(HealthDay News) — — The U.S. Food and Drug Administration has approved the first human papillomavirus (HPV) DNA test for women aged 25 years and older that can be used to assess the need for a woman to undergo additional diagnostic testing for cervical cancer. In addition, the test can provide information about a patient’s future risk for developing cervical cancer.
The cobas HPV Test detects DNA from 14 high-risk HPV types using a sample of cervical cells. The test specifically identifies HPV 16 and 18, while detecting 12 other types of high-risk HPVs at the same time.
Based on results of the cobas HPV Test, women who test positive for HPV 16 or 18 should have a colposcopy, and women testing positive for at least one of the 12 other high-risk HPV types should have a Pap test to determine the need for a colposcopy.
Other information should be used by health care professionals in conjunction with the cobas HPV Test results, including the patient’s screening history and risk factors, as well as current professional guidelines.

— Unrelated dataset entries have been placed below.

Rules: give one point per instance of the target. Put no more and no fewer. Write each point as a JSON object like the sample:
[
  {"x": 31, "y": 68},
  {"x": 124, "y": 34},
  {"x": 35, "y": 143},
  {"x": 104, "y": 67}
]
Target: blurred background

The Cobas HPV Test’s safety and effectiveness were evaluated in a study of more than 40,000 women 25 years and older undergoing routine cervical exams. The women had either a positive Pap test or cervical cells screening positive for HPV or negative test results. All underwent a colposcopy and cervical tissue biopsy. The biopsy results were compared to the Pap and cobas HPV Test results. Results from this study indicated that the cobas HPV Test was safe and effective for use as a primary screening tool for cervical cancer.
The cobas HPV Test is manufactured by Roche Molecular Systems Inc., based in Pleasanton, Calif.